Many Vancouver residents have endured a loss due to the shortage of pet-friendly accommodation. I recently had a friend adopt two cats because their previous owner could not find housing that allowed animals. 

Statistically, 65 percent of pet owners earn an annual salary of $50,000 so landlords can expect to receive a punctual rental payment. However, pet ownership should not be so intentionally barred from the working class, often the people who reap the benefits of it the most. 

News outlets across the city have interviewed residents with heart-wrenching stories of abandoning their best friend. These first-hand accounts speak to the desperate and traumatic measures renters take in order to solidify housing in a precarious market that discriminates against pet ownership.  

Twenty-five per cent of animals dropped off at the BC SPCA are attributed to the scarcity of pet-friendly homes. In an interview with Global News, the Vancouver Kitty Rescue (VOKRA) shared how they often receive phone calls about rehoming. A few people have even gone to the extent of abandoning their cats at VOKRA’s doorstep.  

Pets are one way to find companionship, improve mental health and lower blood pressure. Since lockdown, the BC SPCA has seen a surge of pet adoptions. This influx of adoptions instigated the BC SPCA to launch a pet-friendly housing campaign that included a resource to help renters advocate for themselves. On the rental site Zumper, pet-friendly accommodation comes with a higher price tag, with one-bedroom units ranging from $1,575 to over $2,000. In contrast, pet-free housing costs around $1000, and there are significantly more options for renters. Pet owners currently pay an extra pet deposit that accounts for the potential destruction caused during the tenancy. Statistically, 65 percent of pet owners earn an annual salary of $50,000 so landlords can expect to receive a punctual rental payment.

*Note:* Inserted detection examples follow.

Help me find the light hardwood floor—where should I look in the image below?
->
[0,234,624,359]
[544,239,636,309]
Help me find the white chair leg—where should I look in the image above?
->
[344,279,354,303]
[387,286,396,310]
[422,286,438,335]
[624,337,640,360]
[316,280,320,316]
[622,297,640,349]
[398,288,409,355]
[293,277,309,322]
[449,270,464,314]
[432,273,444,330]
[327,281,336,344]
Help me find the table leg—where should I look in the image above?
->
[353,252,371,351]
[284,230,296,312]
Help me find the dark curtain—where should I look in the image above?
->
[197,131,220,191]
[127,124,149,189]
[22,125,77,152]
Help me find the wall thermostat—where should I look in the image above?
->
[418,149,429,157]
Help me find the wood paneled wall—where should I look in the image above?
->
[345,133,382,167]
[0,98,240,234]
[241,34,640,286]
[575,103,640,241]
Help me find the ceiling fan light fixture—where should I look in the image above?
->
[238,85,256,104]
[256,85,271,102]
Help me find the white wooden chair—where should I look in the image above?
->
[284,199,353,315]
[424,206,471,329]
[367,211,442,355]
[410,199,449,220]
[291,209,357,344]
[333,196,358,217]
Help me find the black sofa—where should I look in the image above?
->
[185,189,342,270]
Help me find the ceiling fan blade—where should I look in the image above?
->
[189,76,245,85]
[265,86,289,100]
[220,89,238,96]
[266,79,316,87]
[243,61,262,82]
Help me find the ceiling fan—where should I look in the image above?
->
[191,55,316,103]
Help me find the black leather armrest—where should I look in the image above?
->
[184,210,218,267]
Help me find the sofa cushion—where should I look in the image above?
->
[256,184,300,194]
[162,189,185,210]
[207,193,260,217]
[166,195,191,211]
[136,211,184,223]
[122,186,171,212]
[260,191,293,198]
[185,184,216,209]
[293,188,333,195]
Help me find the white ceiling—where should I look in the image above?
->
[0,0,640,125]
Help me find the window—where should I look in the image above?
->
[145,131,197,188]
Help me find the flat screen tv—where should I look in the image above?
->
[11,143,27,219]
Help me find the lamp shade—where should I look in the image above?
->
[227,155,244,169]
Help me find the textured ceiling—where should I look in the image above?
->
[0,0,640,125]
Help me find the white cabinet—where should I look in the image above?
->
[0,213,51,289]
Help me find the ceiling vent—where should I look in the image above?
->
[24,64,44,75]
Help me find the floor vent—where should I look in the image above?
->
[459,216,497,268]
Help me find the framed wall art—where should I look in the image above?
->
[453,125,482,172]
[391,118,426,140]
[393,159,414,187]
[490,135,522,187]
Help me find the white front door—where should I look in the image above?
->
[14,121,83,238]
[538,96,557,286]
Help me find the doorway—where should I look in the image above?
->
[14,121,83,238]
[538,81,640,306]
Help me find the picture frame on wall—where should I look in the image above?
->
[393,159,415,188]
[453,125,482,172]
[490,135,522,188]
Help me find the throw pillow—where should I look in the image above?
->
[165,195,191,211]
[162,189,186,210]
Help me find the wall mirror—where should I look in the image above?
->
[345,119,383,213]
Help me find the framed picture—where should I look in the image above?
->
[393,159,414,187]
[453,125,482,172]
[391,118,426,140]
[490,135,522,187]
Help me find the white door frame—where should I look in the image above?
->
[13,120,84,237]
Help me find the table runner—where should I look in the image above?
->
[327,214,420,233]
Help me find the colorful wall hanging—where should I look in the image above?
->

However, pet ownership should not be so intentionally barred from the working class, often the people who reap the benefits of it the most. 

Throwing a well-loved tennis ball to a dog in a park increases levels of serotonin and dopamine in the brain, and studies have even shown that pet owners visit the doctor less. Returning home from work to see one’s cat curled up in a ball, a dog with a smile, or rabbit joyfully hoping is a tincture for loneliness. Pets can be an expensive investment to one’s happiness, especially with emergency vet visits. Thankfully, the BC SPCA reduces barriers by offering subsidized pet check-ups for low-income residents.  

Despite outrage from rental companies, Vancouver should prioritize keeping pets and their owners together. No tenant should have to worry about eviction after coming home with a furry family member. Ontario has paved the way for Vancouverites by stating that rental agreements cannot exclude pets. This new motion successfully reduces barriers to long-term stable homes for pet owners in Vancouver and inadvertently benefits city dwellers’ mental health knowing they can adopt without the alarm of housing disparity when their lease runs out.